The concept of “the universal” remains a subject of debate. We can debate anthropology all we want, and yet, some things seem to move us nevertheless: a triumphant string section, a note held for too long. They touch us beyond reason. So we surrender.

Lux’s moodboard word cloud would feature words like “church”, “museum”, “opera”, “sanctuary”, and “music conservatory”. All too classy. Never once does it feel as if Rosalía is trying too hard or as if she studied these worlds to emulate them or to craft something “elevated” as proof of artistry (a proof she doesn’t need). She is just offering this music to the world as just another language of self-expression.

Nonetheless, some moments in Lux betray the hand of a young artist who is not entirely committed to the idea of making a purely “classical” album. Rosalía sounds like old money breathing naturally in this environment. However, punctual pieces by Lux show that she wants to demonstrate her continued engagement with modern textures of electronic music and hip-hop, for example.

These moments are brief, but telling: the “I’ll fuck you ’til you love me” in “Berghain” (a moment that could have fallen out of a Kanye West album), or the glitchy outro of “Reliquia”. Even within the album’s religious and baroque aesthetic, these details work. Just like the drama of confessing sins and the aesthetics of hell are, after all, as integral to Catholic imagery too. The fact that these flashes of “modernity” are rare in Lux makes them even more powerful; however, make no mistake: this is not an album of fleeting gestures or random insertions of new musical elements.

If in Rosalía’s previous album, Motomami (2022), there was a kind of liquidity (a flow of cultural fragments and micro-moments that appear once and never come back, as we wrote), in Lux there’s a particular commitment to structure: not so much in the traditional pop format of verse-chorus-bridge, but in the style of dramatic arcs, with introduction, climax, and resolution.
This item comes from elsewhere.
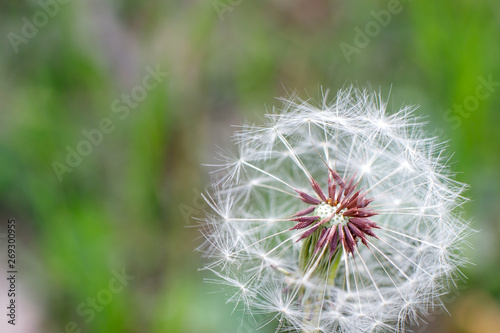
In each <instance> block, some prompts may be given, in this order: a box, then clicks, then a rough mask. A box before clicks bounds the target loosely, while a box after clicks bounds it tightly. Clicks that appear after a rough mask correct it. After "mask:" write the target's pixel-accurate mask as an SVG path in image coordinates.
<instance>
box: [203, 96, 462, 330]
mask: <svg viewBox="0 0 500 333" xmlns="http://www.w3.org/2000/svg"><path fill="white" fill-rule="evenodd" d="M283 103H284V105H283V107H282V109H281V110H274V112H273V114H270V115H267V123H266V124H265V125H260V126H255V125H245V126H242V127H241V130H239V131H238V132H237V133H236V134H235V145H236V146H237V149H236V151H237V154H236V155H234V154H230V153H224V154H220V160H221V163H220V164H219V165H217V166H215V170H214V172H213V176H214V183H213V184H214V186H213V193H211V194H209V195H206V196H205V199H206V200H207V202H208V203H209V205H210V208H211V209H210V212H209V213H208V214H207V217H206V219H205V220H203V223H202V230H203V236H204V237H205V240H206V241H205V243H204V245H203V246H202V250H203V251H204V252H205V254H206V255H207V257H208V263H207V264H206V266H205V268H206V269H207V270H210V271H211V272H213V274H214V275H215V278H214V281H218V282H219V283H221V284H222V285H224V286H226V287H230V288H229V299H230V300H231V301H234V302H236V303H243V304H244V306H245V310H246V311H248V312H249V313H250V314H251V315H252V316H253V315H258V314H270V313H271V314H272V316H273V319H274V318H278V319H279V322H280V327H279V328H278V330H279V331H283V330H286V331H299V332H403V331H404V330H405V329H407V328H408V327H409V326H410V325H412V324H414V323H421V322H422V319H423V317H425V314H426V313H428V312H429V311H432V310H434V309H435V308H436V307H441V306H443V305H442V303H441V302H440V300H439V297H440V296H441V295H443V294H446V293H447V292H448V290H449V285H450V284H451V283H452V282H453V280H454V279H455V278H457V276H458V274H457V273H459V270H458V268H459V266H462V265H464V264H466V263H467V259H466V258H464V256H463V254H462V250H461V249H462V246H463V244H464V238H465V237H466V236H467V235H468V234H470V233H471V229H470V227H469V222H468V221H466V220H464V218H463V217H462V214H461V212H460V208H461V206H462V204H463V203H464V202H465V201H466V199H465V198H464V197H463V196H462V193H463V191H464V189H465V188H466V186H465V185H464V184H461V183H459V182H457V181H455V180H453V176H454V175H453V174H452V173H451V172H450V170H449V168H448V167H447V165H446V163H447V159H446V156H444V153H443V151H444V148H445V146H444V145H443V144H440V143H438V142H437V141H436V139H435V138H426V137H425V135H424V132H423V128H422V126H423V122H422V121H421V120H420V119H419V118H417V117H416V116H414V115H413V110H414V109H415V108H414V107H405V108H403V109H401V110H399V111H398V112H396V113H393V114H390V113H388V112H387V111H386V103H384V102H383V101H382V99H381V97H380V96H379V95H377V94H375V93H372V92H371V91H368V90H364V91H361V90H357V89H355V88H348V89H346V90H341V91H339V92H338V94H337V97H336V99H334V100H333V101H328V99H327V97H326V95H325V96H324V99H323V100H322V101H321V103H319V104H318V105H314V104H312V103H311V102H309V101H303V100H300V99H298V98H296V97H293V98H291V99H285V100H283ZM327 165H328V166H329V167H330V168H332V169H333V170H336V172H337V173H338V174H339V175H340V176H341V177H343V178H344V179H346V178H348V177H351V176H354V175H355V177H356V178H355V179H356V180H357V181H359V184H358V188H359V189H361V188H362V189H363V190H364V191H365V192H366V193H368V194H369V196H370V197H372V198H373V199H374V200H373V202H372V203H371V206H373V210H374V211H375V212H376V213H377V215H376V216H373V217H372V218H371V219H372V220H373V221H374V222H375V223H376V224H377V225H378V226H379V227H380V228H378V229H374V231H375V233H376V236H377V237H378V238H375V237H369V238H368V246H364V245H362V244H361V243H360V242H358V246H356V249H355V251H354V253H352V255H351V256H349V255H344V256H343V257H342V258H341V260H340V262H339V266H338V271H337V274H336V276H335V278H334V280H333V281H328V279H327V278H325V277H322V276H321V275H315V274H312V273H311V271H310V270H305V271H304V270H303V269H301V268H300V262H299V254H300V251H301V246H302V244H303V243H304V240H300V241H298V240H299V238H300V235H301V232H299V230H290V228H291V227H293V226H294V225H295V222H292V221H290V219H291V216H293V214H294V213H296V212H297V211H299V210H301V209H304V208H307V205H306V204H305V203H304V202H302V201H301V200H299V199H298V196H297V192H296V191H295V189H297V190H300V191H304V192H307V193H309V194H314V192H312V191H311V188H310V184H311V183H310V178H311V177H313V178H314V179H315V180H316V181H317V182H318V183H319V185H320V186H321V187H322V188H326V186H327V180H328V178H327V176H328V167H327ZM304 295H305V296H304ZM311 295H312V296H311ZM305 298H307V299H308V300H309V301H308V302H305V301H304V299H305Z"/></svg>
The album’s most emblematic track is “Mio Cristo Piange Diamanti”. The Italian adds credibility to the erudite aesthetics; you’d almost expect Andrea Bocelli to jump in at any time. Here, Rosalía explores new corners of her voice: at times slightly raspy, but not the breathy bedroom-pop rasp popularized by Halsey and her contemporaries. It’s a more lyrical, almost operatic rasp. The song builds gradually, not like a Broadway musical, but like an orchestral crescendo. 

To describe Lux through these comparisons is essential; they denote the many forms pop music can take. The forms explored here are refined, steeped in history, reaching back to something ancient and enduring; words I use more for descriptive contrast purposes than for hierarchization of different kinds of art.

What can you do? Sometimes the clichés earn their truth. In a world numbed by formulaic music and on the verge of an algorithmic, AI-fueled collapse, perhaps turning to highbrow art is not regression nor elitism. Perhaps it really does help. In the end, Lux is more than Rosalía’s act of faith in God and in music; it’s her act of faith in people. Only someone with that kind of faith would dare to call Lux pop without fear of casting pearls before swine.